To make up the four-week closure, the board met informally with the teachers on January 18, 1918, claiming afterwards that the teachers “voluntarily offered to make good the enforced vacation by teaching on Saturday, and also should the vacation last longer than four weeks the board would meet them halfway in making up time lost.” At a meeting held on March 1, 1918, the board approved a motion that school sessions be held on 18 successive Saturdays to make up the time.

The teachers, not happy with this arrangement, petitioned the board on March 16 noting their unwillingness to “make good their voluntary offer at the informal meeting of the school board and teachers held that past January.” They noted in their petition that no promise was made beyond making up two lost weeks and that if the closing was extended further, a meeting would be called to discuss it. They felt the board’s decision was unfair because they had not been consulted as to how and how much should be made up. The board disputed their claim and noted that it “took their loyal promise in good faith and took action accordingly by asking them to teach on 18 successive Saturdays.”

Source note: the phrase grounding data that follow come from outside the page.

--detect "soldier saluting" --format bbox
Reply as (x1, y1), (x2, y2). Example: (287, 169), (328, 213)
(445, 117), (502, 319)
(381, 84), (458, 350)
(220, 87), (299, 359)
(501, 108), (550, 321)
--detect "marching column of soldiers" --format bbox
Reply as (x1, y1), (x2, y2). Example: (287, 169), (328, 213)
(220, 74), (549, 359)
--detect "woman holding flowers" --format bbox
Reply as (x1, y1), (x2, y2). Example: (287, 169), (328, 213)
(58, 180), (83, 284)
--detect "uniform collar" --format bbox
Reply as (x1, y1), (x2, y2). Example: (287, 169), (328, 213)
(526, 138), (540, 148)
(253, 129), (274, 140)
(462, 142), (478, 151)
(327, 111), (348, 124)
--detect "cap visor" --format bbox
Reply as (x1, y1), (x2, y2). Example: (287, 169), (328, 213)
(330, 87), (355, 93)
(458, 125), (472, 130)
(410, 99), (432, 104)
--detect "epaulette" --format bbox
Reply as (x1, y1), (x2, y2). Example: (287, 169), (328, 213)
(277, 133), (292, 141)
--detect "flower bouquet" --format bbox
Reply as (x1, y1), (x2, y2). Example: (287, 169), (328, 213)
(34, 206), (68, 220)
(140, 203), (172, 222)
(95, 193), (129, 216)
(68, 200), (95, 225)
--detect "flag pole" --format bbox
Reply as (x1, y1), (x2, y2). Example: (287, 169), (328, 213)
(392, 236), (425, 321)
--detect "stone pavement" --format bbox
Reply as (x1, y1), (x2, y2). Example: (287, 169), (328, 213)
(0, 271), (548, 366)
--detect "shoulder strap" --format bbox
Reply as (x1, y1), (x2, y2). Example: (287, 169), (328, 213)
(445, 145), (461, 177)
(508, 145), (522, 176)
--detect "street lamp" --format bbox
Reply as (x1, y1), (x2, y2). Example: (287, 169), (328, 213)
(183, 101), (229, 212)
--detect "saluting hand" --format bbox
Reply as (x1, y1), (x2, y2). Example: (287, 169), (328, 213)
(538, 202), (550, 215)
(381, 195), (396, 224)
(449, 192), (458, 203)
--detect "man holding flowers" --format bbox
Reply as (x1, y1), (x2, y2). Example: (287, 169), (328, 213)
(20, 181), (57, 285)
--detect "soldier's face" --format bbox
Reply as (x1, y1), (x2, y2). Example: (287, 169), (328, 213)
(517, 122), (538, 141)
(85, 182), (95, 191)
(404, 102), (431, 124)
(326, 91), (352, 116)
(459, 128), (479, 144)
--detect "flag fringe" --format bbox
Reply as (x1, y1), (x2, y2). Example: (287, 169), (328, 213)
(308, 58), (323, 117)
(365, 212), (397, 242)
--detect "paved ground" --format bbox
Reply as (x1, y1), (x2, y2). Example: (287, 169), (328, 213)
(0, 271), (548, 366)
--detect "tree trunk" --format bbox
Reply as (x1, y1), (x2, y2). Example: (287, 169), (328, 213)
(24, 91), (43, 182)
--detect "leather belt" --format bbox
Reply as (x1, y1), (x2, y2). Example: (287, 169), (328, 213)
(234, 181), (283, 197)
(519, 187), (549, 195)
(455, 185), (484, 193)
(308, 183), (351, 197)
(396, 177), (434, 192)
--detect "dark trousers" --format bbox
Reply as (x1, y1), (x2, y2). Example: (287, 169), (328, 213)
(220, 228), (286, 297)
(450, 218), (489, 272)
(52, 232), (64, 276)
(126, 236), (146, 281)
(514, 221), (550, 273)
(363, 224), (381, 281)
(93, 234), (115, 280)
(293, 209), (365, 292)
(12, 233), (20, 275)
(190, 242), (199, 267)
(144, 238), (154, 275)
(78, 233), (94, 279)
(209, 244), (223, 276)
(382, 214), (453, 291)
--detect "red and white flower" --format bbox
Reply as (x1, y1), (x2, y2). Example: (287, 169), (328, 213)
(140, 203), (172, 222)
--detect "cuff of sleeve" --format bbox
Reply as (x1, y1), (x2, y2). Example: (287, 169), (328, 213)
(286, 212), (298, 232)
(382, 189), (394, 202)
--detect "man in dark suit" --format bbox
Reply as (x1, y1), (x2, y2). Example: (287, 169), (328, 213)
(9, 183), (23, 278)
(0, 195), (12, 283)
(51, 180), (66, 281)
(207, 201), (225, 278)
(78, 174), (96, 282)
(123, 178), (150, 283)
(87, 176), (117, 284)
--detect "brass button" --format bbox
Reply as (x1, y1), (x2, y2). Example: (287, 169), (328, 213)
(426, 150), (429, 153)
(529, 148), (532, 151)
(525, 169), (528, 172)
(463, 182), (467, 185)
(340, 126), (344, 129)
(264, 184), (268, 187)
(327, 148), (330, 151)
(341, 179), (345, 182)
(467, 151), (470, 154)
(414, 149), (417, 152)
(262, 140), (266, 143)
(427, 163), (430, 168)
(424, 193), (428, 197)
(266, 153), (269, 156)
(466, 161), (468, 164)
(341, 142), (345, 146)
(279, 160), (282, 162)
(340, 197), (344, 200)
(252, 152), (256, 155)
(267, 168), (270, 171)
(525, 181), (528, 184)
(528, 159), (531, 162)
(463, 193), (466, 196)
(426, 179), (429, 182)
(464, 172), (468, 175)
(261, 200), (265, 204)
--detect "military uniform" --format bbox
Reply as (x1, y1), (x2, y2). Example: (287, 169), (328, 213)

After more discussion, the teachers offered to make up two weeks by teaching on 10 Saturdays. They then left the meeting. The board was unhappy with that proposal and approved a motion to withdraw its previous motion to re-employ the teachers for the next school year, with exception of Mr. R.D. Fraser, the superintendent. Upon hearing this, several teachers wrote to the board claiming they were “misrepresented in the petition” to the board. The board accepted individual requests and approved them over the next several months and most were retained with a raise.

It is not clear from the board’s minutes as to how many Saturday sessions were actually held, but it’s assumed there were at least 10.

Postscript: A letter in the Public Pulse of The Grand Rapids Press (2/25/1918) thought that it would have been better if the school boards would have extended the school day for one hour instead of requiring students to attend school on Saturdays. The writer claimed this would save on coal as each Saturday reopening of the school took more coal to heat the building than simply adding an hour a day.

District No. 7’s school board members included: John Doorenbos (president), D.H. Sailor, Simon Kaat, M. Jelsema, and Jacob Kroodsma.